Perhaps the most concentrated account of likelihood, given in just a few pages, is by Edwards in a 2015 entry for an encyclopaedia [16]. There are a number of accessible research papers. Those by Goodman [17–21] (one of these jointly with Royall), and Dixon and Glover [22, 23] are exemplary in explaining and demonstrating a range of evidential techniques.
1.2 Statistical Inference – The Basics
Together with the data, s tatistical hypotheses and statistical model s are essential components for us to be able to draw inferences. Hypotheses and models provide an adequate probabilistic explanation of the process by which the observed data were generated. By statistical hypothesis, we mean attributing a specified quantitative or qualitative value to an identified parameter of interest within the statistical model. A simple statistical hypothesis specifies a particular value. For example, the null hypothesis for a measured difference between two populations might be exactly 0. A hypothesis may also be a range of values, known as a composite hypothesis, for example the direction of difference in a measurement of two populations (e.g. A > B). By statistical model, we mean the mathematical assumptions we make about how sample data (and similar samples from the same population) were generated. Typically, a model is a convenient simplification of a more complex reality. Statistical inference and estimation are conditional on a model. For example, in comparing heights of malnourished and well-nourished adults, our model could assume that the measurements are normally distributed. We might specify two simple hypotheses to be compared, for example: the null of 0 difference and a population mean difference of more than 3 cm between the two populations.
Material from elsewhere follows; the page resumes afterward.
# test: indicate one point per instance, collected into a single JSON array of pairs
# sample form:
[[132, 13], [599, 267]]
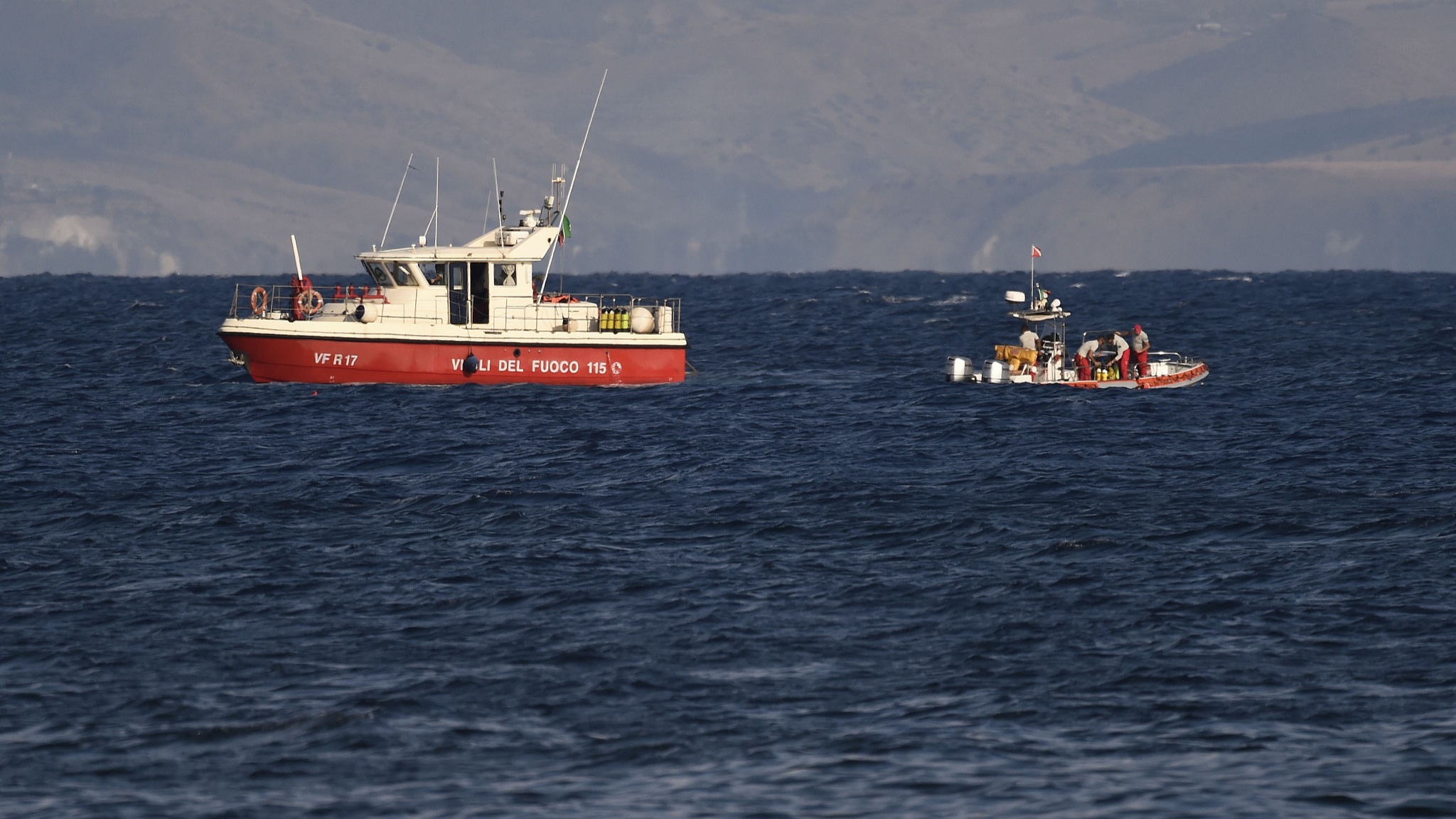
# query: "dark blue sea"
[[813, 580]]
The distinction between hypothesis and model is not absolute since it is possible to consider one of these components to be part of the model on one occasion and then contested as a hypothesis on another. Hence, our model assumption of normally distributed data could itself be questioned by becoming a hypothesis.
1.2.1 Different Statistical Approaches
There are three main statistical approaches to data analysis. These are neatly summarized by Royall's three questions that follow the collection and analysis of some data [24]:
1 What should I do?
2 What should I believe?
3 How should I interpret the evidence?
They describe the different ways in which the data are analyzed and interpreted. Each approach is important within their specific domain. The first of these is pragmatic, where a decision must be made on the basis of the analysis. It represents the frequentist approaches of statistical tests and hypothesis testing. Typically, either the null hypothesis is rejected (evidence for an effect is found) or not rejected (insufficient evidence found). The decision is based upon a critical probability, usually .05. The significance testing approach measures the strength of evidence against the null hypothesis by the diminutiveness of a calculated probability of obtaining the data (or more extreme) assuming the null hypothesis is true. This probability is known as a p value.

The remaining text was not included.